Les tunnels alpins, stimulateurs de curiosité scientifique
Ces tunnels deviennent de véritables symboles du progrès et attirent les regards de l’ensemble du monde scientifique et technique. Dès 1857, les visites de géologues, mécaniciens, médecins se multiplient à Modane et à Bardonnèche. Le chantier du Mont-Cenis intéresse tout particulièrement les géologues en raison des diverses natures de roches extraites à l’occasion du percement. Un musée temporaire de géologie est même installé à Modane en 1860. Les bâtiments des compresseurs d’où sortent de gigantesques tuyaux, la foule humaine travaillant sur le chantier sont autant de curiosités. Une fois les tunnels mis en exploitation, les livres guides touristiques contribuent à leur renommée en proposant des descriptions épiques de leur environnement. Le massif du Gothard y est ainsi décrit comme impressionnant, violent et rude, ce qui valorise d’autant plus l’audace du travail réalisé. Presque tous ces guides présentent une partie spécialement consacrée à l’histoire de ces percements, insistant sur les détails techniques. La fascination est à la hauteur de la nouveauté que constitue la continuité du franchissement quelle que soit la saison, ce qui permet de sécuriser et de stabiliser les services continentaux d’échanges. L’histoire des percements est aussi associée à des drames humains. Les journaux s’emparent tôt de la question ouvrière, mais surtout des figures de Louis Favre et de Germain Sommeiller. Tous deux meurent peu de temps avant l’achèvement de « leurs » chantiers. Ces morts sont présentées comme héroïques.
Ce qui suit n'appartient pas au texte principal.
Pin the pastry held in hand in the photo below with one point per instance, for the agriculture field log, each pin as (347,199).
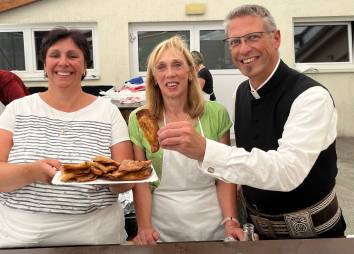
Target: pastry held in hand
(149,125)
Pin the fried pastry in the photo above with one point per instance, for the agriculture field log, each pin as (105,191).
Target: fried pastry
(137,175)
(149,125)
(104,167)
(130,166)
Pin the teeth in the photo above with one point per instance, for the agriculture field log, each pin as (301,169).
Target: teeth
(63,73)
(249,60)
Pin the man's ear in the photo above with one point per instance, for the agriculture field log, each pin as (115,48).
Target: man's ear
(277,39)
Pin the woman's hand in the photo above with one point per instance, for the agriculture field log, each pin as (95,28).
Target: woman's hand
(44,170)
(147,236)
(120,188)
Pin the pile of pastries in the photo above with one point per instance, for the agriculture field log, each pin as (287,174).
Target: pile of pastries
(106,168)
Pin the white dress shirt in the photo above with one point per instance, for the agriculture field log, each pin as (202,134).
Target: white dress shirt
(310,128)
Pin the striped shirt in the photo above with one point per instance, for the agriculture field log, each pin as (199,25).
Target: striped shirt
(40,131)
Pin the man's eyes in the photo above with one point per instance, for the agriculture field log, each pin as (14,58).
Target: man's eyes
(252,37)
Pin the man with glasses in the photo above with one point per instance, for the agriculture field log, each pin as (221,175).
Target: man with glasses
(285,130)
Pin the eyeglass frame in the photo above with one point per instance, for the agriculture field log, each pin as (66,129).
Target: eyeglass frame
(244,38)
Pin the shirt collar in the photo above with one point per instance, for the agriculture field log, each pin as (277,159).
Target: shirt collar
(254,91)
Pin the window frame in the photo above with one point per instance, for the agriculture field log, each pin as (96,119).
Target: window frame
(31,73)
(326,67)
(194,29)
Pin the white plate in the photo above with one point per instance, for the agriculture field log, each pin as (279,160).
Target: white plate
(56,180)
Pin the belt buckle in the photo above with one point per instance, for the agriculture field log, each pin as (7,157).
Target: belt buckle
(300,224)
(263,226)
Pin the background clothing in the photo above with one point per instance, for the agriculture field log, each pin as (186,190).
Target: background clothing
(41,131)
(20,228)
(205,74)
(11,87)
(215,121)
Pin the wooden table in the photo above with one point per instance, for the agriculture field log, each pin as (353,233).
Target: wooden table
(311,246)
(127,108)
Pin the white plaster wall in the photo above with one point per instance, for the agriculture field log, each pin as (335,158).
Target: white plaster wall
(113,17)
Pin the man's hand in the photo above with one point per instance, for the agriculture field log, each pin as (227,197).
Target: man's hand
(147,236)
(233,229)
(182,137)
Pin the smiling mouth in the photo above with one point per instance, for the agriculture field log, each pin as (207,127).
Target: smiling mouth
(171,84)
(248,60)
(62,73)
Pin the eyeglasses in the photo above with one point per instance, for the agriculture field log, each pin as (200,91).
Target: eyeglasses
(234,42)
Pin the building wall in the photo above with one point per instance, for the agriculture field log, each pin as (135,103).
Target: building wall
(113,17)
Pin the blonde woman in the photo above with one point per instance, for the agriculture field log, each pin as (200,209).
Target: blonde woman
(185,204)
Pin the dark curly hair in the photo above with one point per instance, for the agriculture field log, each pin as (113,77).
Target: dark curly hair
(61,33)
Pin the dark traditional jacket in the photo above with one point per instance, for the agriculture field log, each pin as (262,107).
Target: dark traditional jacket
(259,124)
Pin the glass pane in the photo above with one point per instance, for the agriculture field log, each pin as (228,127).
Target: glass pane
(148,40)
(39,35)
(12,53)
(321,43)
(216,53)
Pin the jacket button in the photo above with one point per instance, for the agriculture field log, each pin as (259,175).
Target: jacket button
(211,170)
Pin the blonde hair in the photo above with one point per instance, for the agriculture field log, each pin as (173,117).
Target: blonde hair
(154,100)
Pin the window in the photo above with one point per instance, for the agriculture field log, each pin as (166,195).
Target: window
(204,37)
(324,46)
(12,51)
(215,51)
(19,49)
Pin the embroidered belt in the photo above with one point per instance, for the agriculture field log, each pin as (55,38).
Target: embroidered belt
(304,223)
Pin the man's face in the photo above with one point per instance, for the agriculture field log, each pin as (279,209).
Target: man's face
(255,56)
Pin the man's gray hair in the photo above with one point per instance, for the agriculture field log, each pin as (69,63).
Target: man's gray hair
(251,10)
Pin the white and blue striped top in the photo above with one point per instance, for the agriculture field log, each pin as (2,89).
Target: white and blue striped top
(40,131)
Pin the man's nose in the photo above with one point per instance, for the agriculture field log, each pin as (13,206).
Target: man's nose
(244,47)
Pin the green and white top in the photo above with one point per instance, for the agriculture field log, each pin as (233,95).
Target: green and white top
(215,122)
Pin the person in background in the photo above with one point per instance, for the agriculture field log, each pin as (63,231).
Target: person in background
(285,131)
(40,132)
(204,75)
(11,87)
(185,205)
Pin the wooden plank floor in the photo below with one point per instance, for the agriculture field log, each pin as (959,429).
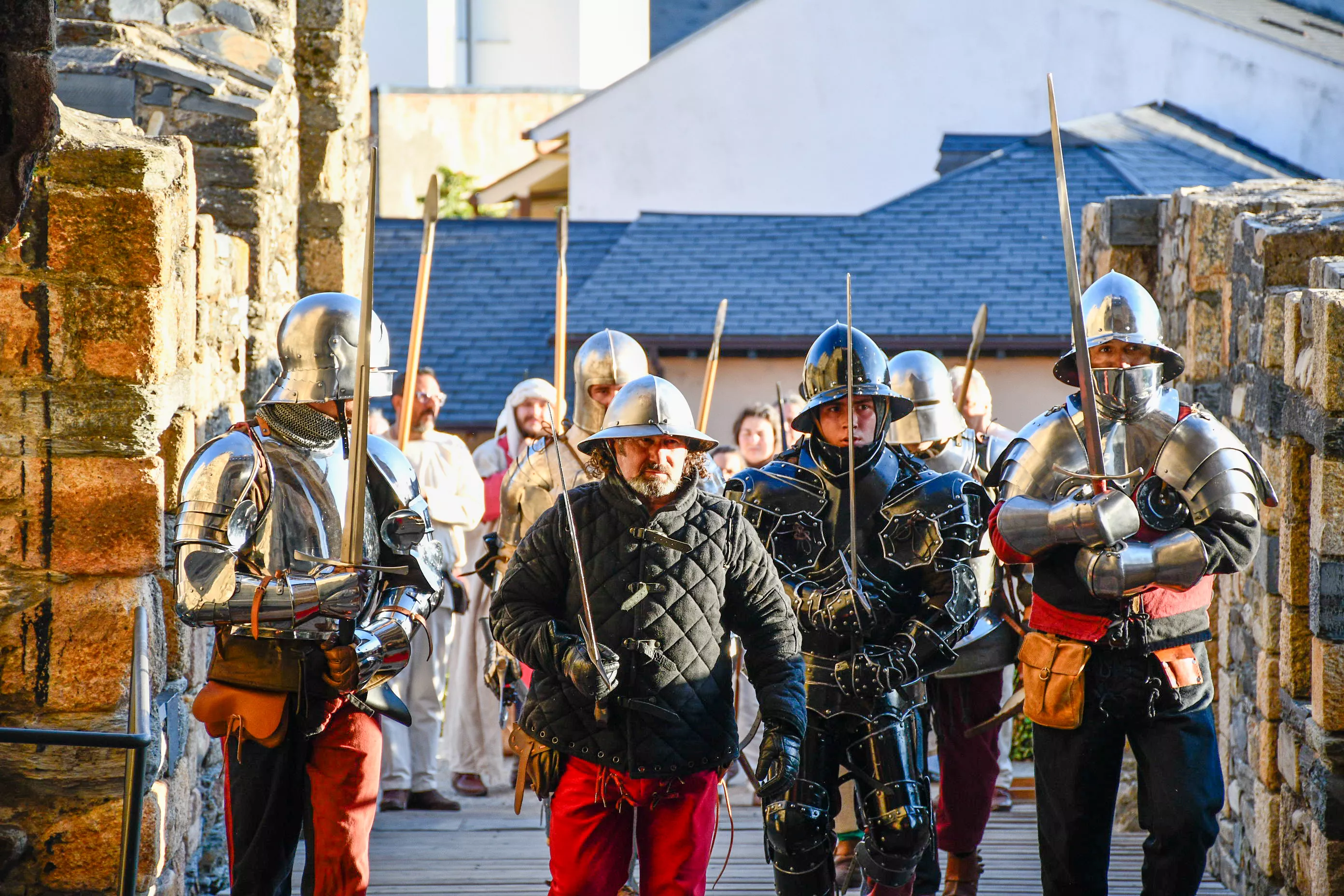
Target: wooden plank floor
(486,850)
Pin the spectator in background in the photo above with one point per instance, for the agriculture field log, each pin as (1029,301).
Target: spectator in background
(979,404)
(472,744)
(456,500)
(378,423)
(729,460)
(757,434)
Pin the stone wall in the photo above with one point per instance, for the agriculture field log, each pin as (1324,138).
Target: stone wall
(121,335)
(1252,296)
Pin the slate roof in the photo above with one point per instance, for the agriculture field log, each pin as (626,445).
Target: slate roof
(491,307)
(923,264)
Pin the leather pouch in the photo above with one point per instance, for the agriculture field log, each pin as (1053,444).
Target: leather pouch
(539,768)
(1053,679)
(1180,665)
(253,715)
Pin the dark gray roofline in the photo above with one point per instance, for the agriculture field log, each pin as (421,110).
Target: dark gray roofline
(800,343)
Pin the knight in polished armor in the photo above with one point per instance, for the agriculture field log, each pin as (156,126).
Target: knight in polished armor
(1129,572)
(870,639)
(971,689)
(303,641)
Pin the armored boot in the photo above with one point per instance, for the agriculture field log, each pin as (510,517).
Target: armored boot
(964,874)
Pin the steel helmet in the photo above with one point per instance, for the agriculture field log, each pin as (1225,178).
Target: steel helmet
(924,379)
(319,349)
(650,406)
(608,358)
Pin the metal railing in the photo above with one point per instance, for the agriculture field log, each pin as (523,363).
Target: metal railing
(135,742)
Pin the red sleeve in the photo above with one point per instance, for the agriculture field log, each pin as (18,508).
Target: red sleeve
(1002,548)
(492,496)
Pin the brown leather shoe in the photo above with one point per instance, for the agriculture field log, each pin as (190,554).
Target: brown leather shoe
(470,785)
(433,801)
(963,875)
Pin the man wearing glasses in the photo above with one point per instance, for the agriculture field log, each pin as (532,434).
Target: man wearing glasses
(456,500)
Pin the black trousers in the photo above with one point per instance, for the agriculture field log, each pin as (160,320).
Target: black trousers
(1180,784)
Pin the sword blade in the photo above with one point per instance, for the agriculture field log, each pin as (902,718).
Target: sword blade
(352,538)
(712,368)
(978,339)
(1086,394)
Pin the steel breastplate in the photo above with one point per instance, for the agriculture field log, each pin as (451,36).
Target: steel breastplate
(1048,460)
(307,515)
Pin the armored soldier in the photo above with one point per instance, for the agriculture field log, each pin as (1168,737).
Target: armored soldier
(971,689)
(1128,573)
(605,363)
(870,637)
(302,637)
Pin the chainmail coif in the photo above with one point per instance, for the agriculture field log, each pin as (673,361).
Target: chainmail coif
(300,425)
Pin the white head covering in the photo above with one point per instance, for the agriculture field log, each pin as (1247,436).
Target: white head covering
(529,389)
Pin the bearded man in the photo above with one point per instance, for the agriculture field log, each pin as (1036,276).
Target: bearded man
(669,573)
(472,746)
(456,502)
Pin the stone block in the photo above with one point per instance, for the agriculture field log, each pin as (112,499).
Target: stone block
(1265,828)
(1295,560)
(69,649)
(1266,765)
(1295,651)
(1327,866)
(108,237)
(1287,756)
(1327,590)
(1327,507)
(1266,686)
(1204,342)
(1328,684)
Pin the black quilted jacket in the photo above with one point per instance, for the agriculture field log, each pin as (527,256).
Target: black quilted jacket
(666,593)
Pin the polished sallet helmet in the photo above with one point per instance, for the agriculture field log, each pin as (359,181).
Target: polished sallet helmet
(1119,308)
(319,350)
(650,406)
(608,358)
(826,379)
(923,378)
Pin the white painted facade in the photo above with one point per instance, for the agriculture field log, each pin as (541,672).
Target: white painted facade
(582,45)
(834,107)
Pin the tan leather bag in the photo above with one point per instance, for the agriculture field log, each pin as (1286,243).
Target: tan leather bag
(539,768)
(252,715)
(1053,679)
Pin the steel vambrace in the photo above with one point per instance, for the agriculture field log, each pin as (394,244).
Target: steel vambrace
(1176,560)
(1031,526)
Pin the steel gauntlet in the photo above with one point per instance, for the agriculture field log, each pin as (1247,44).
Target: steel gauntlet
(1176,560)
(1031,526)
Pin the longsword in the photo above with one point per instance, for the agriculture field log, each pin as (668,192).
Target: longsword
(587,628)
(1086,390)
(978,339)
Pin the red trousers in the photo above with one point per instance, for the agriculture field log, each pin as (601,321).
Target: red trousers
(968,766)
(324,788)
(597,813)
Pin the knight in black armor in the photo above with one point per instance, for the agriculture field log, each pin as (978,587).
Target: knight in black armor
(871,637)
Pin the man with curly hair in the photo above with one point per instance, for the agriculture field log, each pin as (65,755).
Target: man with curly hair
(639,714)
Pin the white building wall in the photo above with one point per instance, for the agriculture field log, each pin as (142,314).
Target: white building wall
(801,107)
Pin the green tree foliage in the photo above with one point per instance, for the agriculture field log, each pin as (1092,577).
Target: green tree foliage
(455,194)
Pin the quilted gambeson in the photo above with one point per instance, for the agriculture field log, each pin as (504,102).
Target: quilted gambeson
(667,590)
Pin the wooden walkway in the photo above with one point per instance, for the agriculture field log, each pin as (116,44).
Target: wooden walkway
(486,850)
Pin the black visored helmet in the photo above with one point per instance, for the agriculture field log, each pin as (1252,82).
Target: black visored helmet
(824,375)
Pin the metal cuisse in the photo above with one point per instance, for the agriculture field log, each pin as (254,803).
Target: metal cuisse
(608,358)
(924,379)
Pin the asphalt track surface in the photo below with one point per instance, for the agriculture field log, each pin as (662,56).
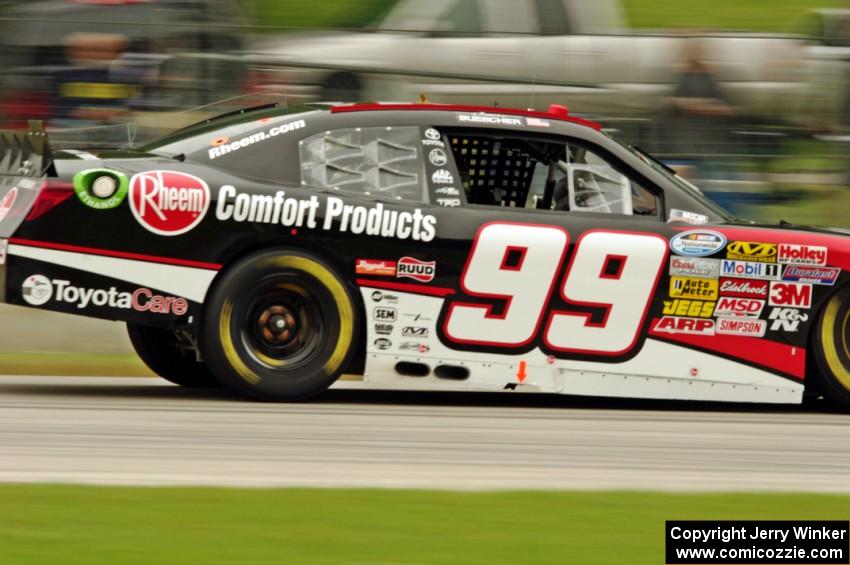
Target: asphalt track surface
(145,431)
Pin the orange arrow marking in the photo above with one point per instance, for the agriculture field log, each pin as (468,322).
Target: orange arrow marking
(520,374)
Si l’histoire de ces premiers tunnels alpins est affaire de complémentarité, elle traduit et nourrit aussi de fortes concurrences. Le service de la Malle des Indes emprunte tour à tour le Mont-Cenis et le Gothard. La compétition entre les tunnels du Mont-Cenis et du Gothard, après avoir été politique, puis technique, devient commerciale.
Cette concurrence ne fait ensuite que se renforcer dans les Alpes avec l’ouverture du tunnel du Simplon en 1906, suivie de celle du Lötschberg en 1913.